Siete horas antes de concluir el plazo, David entregó a su jefe unos papeles en los que señalaba el nombre del asesino, el móvil del crimen, y la dirección donde podrían ser capturados el asesino y sus cómplices.
El jefe asombrado quería, por supuesto, saber dónde había encontrado el hilo de la madeja que le había llevado a la solución del caso, en que nadie daba un peso por la teoría del asesinato.
David explicó cómo en la sección de clasificados de aquel periódico la novedad era que casi todos los artículos que se ofertaban iban acompañados por una fotografía.

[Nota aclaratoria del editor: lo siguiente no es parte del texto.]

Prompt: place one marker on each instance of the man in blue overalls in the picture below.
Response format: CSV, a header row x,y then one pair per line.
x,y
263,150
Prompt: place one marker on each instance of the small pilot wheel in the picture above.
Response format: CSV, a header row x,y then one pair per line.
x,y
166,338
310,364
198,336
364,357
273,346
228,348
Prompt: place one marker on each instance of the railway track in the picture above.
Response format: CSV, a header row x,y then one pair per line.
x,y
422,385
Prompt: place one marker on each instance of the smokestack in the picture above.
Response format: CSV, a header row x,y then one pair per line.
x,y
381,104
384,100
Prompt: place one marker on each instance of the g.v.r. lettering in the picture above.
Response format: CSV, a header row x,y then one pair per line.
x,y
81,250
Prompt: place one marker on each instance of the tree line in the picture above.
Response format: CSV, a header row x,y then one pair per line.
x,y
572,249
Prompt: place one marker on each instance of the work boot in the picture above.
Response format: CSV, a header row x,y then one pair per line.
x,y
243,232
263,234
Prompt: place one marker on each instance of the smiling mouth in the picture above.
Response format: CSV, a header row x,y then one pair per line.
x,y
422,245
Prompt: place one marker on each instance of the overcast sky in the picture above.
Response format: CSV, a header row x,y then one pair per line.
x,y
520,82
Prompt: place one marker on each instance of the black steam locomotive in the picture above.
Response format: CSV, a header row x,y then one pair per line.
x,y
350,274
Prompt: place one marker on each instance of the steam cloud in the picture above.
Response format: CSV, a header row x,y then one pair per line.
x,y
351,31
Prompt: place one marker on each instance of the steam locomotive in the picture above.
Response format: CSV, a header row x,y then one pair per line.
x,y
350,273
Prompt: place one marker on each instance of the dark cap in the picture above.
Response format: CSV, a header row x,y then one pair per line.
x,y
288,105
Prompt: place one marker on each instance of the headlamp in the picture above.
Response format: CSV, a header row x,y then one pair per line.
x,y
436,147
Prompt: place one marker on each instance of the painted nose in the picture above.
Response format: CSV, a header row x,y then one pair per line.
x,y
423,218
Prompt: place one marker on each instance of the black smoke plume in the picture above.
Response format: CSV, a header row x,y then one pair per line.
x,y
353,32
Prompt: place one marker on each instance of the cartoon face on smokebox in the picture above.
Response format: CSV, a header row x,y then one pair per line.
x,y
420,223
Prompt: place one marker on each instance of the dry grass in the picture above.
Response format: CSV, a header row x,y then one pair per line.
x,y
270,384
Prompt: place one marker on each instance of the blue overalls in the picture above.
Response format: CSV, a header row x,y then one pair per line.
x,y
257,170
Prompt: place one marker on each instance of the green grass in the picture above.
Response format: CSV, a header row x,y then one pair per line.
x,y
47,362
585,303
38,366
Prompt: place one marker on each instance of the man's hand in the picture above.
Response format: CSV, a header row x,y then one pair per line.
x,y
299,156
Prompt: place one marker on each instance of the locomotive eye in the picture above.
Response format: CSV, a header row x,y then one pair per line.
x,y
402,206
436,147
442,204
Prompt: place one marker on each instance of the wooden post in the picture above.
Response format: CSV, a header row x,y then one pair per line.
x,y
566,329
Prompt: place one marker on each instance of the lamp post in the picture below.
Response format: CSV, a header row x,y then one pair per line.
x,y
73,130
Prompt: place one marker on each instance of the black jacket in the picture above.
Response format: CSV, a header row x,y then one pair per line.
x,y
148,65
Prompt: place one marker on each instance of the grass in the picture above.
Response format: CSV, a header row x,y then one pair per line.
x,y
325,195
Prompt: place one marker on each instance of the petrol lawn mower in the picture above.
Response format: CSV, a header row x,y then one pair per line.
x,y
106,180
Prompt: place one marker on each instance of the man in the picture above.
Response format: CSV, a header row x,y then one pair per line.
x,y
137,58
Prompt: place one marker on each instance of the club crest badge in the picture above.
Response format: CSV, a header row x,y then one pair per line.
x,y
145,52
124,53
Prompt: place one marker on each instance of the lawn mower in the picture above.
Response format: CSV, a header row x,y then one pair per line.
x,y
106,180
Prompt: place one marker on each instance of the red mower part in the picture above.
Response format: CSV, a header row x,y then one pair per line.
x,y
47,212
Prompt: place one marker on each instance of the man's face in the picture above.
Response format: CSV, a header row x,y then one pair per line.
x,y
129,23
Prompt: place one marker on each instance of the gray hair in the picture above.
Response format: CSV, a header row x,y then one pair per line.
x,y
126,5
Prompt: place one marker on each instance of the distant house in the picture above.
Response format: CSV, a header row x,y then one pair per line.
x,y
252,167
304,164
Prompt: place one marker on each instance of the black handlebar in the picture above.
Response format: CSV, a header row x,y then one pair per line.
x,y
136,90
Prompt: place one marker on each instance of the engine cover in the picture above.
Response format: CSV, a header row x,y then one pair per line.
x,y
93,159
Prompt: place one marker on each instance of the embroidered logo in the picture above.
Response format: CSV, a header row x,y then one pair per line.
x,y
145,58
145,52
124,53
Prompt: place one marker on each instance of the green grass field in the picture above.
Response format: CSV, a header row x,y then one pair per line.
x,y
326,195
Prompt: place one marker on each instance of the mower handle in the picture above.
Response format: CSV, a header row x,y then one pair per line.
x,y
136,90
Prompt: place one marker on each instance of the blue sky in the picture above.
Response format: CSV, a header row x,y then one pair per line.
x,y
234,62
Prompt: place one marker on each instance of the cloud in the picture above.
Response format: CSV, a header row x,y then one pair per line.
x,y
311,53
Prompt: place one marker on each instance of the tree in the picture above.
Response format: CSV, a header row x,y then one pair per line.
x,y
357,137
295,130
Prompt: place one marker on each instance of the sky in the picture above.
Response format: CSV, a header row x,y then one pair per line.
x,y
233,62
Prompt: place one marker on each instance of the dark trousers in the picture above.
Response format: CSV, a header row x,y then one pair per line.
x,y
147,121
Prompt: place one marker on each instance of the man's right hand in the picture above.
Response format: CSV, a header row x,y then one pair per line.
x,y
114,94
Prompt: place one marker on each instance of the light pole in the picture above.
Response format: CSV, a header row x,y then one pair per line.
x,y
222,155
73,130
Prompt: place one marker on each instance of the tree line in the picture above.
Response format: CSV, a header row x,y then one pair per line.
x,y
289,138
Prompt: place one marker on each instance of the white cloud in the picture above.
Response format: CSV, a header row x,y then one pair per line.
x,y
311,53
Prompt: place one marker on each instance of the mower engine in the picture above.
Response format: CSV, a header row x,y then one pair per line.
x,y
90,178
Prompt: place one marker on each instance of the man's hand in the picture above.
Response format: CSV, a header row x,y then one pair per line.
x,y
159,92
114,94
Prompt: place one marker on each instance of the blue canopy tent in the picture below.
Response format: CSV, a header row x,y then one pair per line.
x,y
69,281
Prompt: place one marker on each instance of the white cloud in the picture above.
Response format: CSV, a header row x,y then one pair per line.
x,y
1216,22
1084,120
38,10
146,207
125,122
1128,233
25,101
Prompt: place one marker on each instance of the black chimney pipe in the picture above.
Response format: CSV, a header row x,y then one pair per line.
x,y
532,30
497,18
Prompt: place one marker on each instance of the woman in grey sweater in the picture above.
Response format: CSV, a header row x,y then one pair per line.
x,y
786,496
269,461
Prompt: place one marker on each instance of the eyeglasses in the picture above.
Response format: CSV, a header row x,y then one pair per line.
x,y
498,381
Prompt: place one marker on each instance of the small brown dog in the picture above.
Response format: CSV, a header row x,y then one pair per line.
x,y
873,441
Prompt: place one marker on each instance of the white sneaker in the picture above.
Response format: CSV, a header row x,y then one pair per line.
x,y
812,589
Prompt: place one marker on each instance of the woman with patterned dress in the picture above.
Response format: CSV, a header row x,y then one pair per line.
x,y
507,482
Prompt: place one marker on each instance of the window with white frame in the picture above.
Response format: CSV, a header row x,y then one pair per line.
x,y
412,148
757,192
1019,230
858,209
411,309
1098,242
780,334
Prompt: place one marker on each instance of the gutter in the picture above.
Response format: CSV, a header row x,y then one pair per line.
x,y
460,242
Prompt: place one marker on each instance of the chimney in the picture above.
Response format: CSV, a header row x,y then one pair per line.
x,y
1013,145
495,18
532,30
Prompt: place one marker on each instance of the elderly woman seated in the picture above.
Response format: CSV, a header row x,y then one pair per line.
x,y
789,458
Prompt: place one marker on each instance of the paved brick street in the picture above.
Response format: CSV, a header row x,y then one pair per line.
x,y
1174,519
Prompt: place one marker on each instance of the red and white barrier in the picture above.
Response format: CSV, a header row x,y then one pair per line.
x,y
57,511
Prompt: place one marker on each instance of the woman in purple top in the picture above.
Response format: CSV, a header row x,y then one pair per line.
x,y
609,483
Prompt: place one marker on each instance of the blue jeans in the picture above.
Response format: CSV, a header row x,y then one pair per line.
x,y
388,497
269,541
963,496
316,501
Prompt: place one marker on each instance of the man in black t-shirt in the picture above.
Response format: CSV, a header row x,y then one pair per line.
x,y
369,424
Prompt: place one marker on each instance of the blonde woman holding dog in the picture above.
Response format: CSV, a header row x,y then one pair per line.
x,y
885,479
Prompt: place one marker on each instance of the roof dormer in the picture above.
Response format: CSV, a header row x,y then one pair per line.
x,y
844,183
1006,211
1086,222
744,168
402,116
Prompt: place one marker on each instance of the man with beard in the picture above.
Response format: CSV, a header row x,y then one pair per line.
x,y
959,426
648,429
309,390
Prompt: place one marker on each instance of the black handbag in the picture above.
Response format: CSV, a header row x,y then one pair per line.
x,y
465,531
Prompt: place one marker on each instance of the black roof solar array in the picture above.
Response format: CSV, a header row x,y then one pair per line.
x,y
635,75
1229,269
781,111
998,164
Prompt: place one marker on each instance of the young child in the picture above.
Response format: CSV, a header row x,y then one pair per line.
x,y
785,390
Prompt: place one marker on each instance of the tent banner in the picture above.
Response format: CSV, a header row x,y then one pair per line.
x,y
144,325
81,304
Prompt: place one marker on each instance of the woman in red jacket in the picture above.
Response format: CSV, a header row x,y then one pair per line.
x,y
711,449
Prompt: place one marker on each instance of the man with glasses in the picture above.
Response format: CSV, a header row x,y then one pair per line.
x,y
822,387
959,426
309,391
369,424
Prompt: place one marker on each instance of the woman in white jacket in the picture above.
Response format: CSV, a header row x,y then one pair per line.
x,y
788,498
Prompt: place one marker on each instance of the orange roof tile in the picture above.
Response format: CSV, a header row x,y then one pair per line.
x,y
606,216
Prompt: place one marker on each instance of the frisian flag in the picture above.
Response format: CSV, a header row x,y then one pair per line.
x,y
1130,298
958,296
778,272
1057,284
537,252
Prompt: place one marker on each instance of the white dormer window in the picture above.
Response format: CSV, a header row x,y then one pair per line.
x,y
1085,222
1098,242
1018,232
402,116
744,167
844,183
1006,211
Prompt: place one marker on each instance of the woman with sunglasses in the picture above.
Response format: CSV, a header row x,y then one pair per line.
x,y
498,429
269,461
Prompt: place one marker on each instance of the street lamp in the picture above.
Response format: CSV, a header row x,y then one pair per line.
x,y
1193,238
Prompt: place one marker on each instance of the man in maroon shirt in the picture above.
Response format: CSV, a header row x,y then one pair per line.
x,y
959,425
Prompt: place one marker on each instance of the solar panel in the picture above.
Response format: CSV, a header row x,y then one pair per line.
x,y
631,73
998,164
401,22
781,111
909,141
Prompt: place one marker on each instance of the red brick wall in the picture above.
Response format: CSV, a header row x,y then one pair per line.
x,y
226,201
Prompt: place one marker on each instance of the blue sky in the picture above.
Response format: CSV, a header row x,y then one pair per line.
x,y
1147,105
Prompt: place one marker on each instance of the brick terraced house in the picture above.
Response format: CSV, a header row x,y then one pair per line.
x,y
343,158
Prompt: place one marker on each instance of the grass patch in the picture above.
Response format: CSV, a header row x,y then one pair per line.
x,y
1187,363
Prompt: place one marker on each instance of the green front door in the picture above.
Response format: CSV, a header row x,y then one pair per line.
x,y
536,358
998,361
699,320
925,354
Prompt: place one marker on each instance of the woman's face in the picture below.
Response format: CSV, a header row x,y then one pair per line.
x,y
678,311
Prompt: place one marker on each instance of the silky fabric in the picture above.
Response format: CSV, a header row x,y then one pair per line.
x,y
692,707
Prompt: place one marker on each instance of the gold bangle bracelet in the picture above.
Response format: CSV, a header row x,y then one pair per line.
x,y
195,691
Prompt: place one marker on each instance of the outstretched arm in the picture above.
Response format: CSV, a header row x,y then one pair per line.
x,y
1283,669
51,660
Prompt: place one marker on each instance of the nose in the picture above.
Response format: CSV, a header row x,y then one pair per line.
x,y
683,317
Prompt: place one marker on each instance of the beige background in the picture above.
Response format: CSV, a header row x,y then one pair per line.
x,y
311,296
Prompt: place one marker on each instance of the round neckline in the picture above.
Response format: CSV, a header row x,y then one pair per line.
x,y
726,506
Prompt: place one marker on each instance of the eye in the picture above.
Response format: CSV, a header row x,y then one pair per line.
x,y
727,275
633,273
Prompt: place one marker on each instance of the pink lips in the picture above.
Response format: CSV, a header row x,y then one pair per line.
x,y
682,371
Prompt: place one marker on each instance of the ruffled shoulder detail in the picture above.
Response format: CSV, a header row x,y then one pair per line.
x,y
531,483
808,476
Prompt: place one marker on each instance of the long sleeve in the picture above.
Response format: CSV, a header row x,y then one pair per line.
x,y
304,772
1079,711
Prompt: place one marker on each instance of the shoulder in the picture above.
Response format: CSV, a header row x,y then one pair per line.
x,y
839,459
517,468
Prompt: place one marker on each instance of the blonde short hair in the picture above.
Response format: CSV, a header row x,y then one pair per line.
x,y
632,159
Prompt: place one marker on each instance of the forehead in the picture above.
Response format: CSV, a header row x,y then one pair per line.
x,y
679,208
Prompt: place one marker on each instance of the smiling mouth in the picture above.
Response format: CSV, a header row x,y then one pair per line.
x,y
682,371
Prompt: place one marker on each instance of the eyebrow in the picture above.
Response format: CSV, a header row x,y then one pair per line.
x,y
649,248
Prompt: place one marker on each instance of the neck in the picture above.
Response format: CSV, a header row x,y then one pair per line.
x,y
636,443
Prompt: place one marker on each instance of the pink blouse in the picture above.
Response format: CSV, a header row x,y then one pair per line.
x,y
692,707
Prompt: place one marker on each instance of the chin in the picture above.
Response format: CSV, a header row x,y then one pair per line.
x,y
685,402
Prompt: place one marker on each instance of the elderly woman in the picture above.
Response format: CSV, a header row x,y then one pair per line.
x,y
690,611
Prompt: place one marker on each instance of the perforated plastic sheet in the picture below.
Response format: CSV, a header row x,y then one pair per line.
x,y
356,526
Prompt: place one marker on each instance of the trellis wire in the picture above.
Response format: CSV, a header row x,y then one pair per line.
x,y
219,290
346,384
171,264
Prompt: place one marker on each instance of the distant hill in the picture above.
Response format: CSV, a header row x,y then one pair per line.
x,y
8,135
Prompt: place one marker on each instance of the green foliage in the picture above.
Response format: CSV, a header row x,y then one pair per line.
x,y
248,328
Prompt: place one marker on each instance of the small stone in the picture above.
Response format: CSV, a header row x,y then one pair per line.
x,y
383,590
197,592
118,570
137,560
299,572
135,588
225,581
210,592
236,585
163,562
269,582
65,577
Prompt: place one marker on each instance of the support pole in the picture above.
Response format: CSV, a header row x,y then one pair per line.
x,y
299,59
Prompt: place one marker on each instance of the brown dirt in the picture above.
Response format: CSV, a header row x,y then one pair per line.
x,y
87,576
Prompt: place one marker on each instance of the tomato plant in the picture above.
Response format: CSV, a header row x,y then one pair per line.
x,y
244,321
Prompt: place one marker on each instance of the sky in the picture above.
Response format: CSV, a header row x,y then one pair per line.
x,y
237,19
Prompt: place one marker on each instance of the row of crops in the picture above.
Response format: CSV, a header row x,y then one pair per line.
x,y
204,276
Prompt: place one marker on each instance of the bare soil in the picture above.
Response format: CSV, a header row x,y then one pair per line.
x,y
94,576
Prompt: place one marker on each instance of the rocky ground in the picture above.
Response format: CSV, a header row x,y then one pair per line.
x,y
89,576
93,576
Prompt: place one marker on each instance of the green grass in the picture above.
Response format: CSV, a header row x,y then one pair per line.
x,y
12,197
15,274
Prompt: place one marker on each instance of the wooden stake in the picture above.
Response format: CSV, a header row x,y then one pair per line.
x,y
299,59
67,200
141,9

Entre lo que se publicaba en aquella edición, se anunciaba la venta de una máquina de escribir “de colección”. En este tiempo de computadoras e internet, ¿quién se interesaría en comprar una máquina de escribir? Sólo algunos “coleccionistas”, pero aquí lo importante era el “quién” querría vender un producto así, y sobre todo, una máquina con la curiosa particularidad de tener intercambiadas las teclas de la Y y la Z. David no había olvidado la carta “suicida” y recordó “Zo”, “ceniyas”, “Rezna” y “tristeya”. Ahora todo tenía sentido.
Pronto descubrió que habían convencido a Federico para traducir a braille ciertos documentos que querían, así, ocultar de bandas rivales, y luego decidieron que si bien no veía, Federico había oído muy bien cuanto ellos dijeron. Escribieron la nota en una máquina de ellos, y habían pretendido cambiarla por la de Federico, pero cuando vieron que eran del mismo tipo, omitieron el cambio. Quien escribió el mensaje no tuvo la curiosidad de leer lo que había escrito, y confiado en que al pulsar la tecla que vio como “Y”, empezó el mensaje creyendo escribir: “Yo”, y errores sucesivos.
Si hubieran simplemente tirado o conservado la dichosa máquina, hubieran cometido el crimen perfecto, pero quisieron sacar unos pesos más, y…
Hoy David es el héroe del Departamento, pero no le subieron el sueldo.